Samui Wining & Dining
Signature Dish

The Farmer Restaurant & Bar, set amidst Samui's only rice paddy, is renowned for its curries.


19Eating at The Farmer is not just a meal. It’s an excursion. Here, you get to experience your meal in the making – literally, as the restaurant sits amid a rice paddy which produces enough rice to supply the menu. The Farmer has 16 rai of land in Ban Tai just off the ring-road along Samui's northern shore – most of which is under paddy. As with most of Thailand's rice, jasmine is the variety grown here, and they harvest twice a year.

      In case you’re wondering, the rice is not the signature dish, but it is worthy of a mention. As the main accompaniment to the establishment’s famous curries, the rice here is not only tasty, but pretty too. As rice is such a feature at The Farmer, it comes standard with meals, and isn't charged extra. And this is no ordinary rice. No, here you don't get run-of-the-mill steamed white rice, but five herb-flavoured varieties neatly packaged in banana-leaf parcels and steamed. It makes quite a colourful accompaniment – there's original white, yellow turmeric, purple butterfly-flower infused, red rosella, and a green one coloured and flavoured with pandan leaf.

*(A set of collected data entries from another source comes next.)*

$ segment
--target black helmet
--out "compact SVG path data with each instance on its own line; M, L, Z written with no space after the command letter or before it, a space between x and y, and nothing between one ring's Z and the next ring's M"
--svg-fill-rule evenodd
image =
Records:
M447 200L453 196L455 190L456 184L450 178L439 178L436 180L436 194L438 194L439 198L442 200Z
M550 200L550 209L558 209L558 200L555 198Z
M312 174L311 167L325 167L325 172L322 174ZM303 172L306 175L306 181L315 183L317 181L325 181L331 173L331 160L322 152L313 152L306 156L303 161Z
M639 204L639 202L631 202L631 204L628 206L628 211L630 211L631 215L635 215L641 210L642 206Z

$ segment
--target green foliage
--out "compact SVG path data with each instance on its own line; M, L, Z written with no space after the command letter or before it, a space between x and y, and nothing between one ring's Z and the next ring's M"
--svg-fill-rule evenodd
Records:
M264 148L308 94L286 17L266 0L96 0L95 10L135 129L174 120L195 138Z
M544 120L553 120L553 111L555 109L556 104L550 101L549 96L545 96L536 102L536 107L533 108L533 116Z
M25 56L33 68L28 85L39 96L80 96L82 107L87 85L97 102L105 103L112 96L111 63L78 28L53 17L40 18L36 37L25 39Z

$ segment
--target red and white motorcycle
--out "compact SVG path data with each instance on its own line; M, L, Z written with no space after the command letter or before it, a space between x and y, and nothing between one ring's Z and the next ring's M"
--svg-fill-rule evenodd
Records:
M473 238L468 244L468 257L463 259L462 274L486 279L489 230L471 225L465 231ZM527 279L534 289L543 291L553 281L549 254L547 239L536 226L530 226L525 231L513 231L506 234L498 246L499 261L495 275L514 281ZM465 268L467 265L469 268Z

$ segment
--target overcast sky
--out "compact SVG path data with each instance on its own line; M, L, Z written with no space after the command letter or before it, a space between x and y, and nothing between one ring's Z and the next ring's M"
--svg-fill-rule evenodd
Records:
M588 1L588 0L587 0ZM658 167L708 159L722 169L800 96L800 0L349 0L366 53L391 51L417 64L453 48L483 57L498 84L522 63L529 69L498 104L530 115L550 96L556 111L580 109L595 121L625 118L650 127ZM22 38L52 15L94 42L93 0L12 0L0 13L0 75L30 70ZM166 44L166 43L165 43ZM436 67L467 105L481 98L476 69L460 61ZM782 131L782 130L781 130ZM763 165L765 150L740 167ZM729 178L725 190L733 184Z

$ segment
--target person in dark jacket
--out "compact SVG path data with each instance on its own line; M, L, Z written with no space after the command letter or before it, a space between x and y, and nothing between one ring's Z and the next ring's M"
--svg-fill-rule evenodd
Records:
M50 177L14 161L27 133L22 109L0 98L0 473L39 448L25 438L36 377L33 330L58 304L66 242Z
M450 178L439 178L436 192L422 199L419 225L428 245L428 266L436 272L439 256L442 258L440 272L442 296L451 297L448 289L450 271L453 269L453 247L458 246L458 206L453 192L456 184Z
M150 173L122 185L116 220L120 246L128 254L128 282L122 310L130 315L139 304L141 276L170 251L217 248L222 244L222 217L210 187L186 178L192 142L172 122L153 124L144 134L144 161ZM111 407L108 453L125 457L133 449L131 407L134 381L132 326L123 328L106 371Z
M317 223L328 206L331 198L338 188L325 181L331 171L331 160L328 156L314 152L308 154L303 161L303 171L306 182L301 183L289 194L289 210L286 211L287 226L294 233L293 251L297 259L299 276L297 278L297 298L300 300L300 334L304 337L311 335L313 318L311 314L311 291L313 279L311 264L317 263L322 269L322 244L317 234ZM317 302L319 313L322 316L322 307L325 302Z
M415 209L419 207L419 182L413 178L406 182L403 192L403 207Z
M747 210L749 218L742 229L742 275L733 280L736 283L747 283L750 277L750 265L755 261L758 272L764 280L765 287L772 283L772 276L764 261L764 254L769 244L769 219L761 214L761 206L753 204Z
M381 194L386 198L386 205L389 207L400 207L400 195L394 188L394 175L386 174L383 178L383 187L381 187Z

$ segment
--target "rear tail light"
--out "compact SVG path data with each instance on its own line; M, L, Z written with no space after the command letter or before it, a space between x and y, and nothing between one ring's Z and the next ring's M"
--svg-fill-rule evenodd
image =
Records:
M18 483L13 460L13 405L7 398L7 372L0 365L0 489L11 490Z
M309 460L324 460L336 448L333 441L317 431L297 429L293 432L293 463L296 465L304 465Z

      As fancy as the rice is, the curries are what bring customers to The Farmer. The restaurant doesn’t use curry paste from the market. According to owner, Khun Lek, her recipes have been passed down in the family for

generations, and they are ‘top secret’, she says with a chuckle. Most dishes on the menu are traditional Thai, but some have the option of an unusual twist. Take the massaman curry for example – the signature dish. There’s the more common chicken version, but also a few variations you’re not likely to see elsewhere. The beef massaman is made with Kobe wagyu beef, and there’s a Phuket lobster option too, which looks very impressive as a whole lobster emerges from the sauce and takes over the plate.

      But it’s the lamb shank massaman that stands out from the ‘sea of massamans’ available on Samui. A whole lamb shank is slow roasted and simmered in Khun Lek’s famous sauce. Rather than pieces of potato usually served in the curry, with this lamb version a soft, buttery mash sits on the plate, and then the fall-off-the-bone shank is placed on top and coated with the thick, rich massaman sauce. The portions are generous too, so come hungry. And even if you’re full, you won’t be able to leave any behind. Khun Lek says that customers always ask to take the rest home, as it’s too good to waste.

       Now while she holds tightly on to the family’s secret recipe, she did reveal a few aspects of the lamb massaman, if you’re after a few pointers. Firstly, imported lamb from New Zealand is used, as lamb is not a common ingredient in Thai recipes. She doesn’t use any MSG in her recipes – and how could she, with a recipe that’s been in the family long before MSG made its mark on the lazy cook’s flavouring list? She also believes in using organic ingredients wherever possible, as they’re not only tastier, but healthier too. But that’s all she’s revealing about her sauce.

         It has just the right amount of heat too. The recipes are not toned down in flavour for the Western palate. But, should you want a milder version, just ask, and the only ingredient that will be altered from the authentic Thai version is the amount of chilli used. Massaman is the mildest of the Thai curries, so it’s a good introduction for those not yet used to the spice of Thai food. The green curry is equally as good, with its crisp, fresh heat and distinctive flavour. For vegetarians, let the kitchen whip up a vegetable and tofu green curry, which is particularly good.

         You’ll often find Khun Lek in the kitchen at The Farmer, where she acts as ‘quality controller’. She’s quite particular about the standard of food, and rightly so, as The Farmer has won several awards since it opened.

         And while you’re enjoying your ‘secret recipe’ massaman curry, you can enjoy the elegant furnishings as well. Khun Lek has an eye for style and a taste for Balinese furnishings (she owns a home and a business in Bali too), which fits in perfectly with the paddies outside.

         And if the quest for the perfect massaman curry is too far for you to travel, not to worry, as the restaurant offers a free transfer service from the Nathon to Bophut areas. Guests staying beyond this, pay only 300 baht per trip for up to 10 people in the minivan.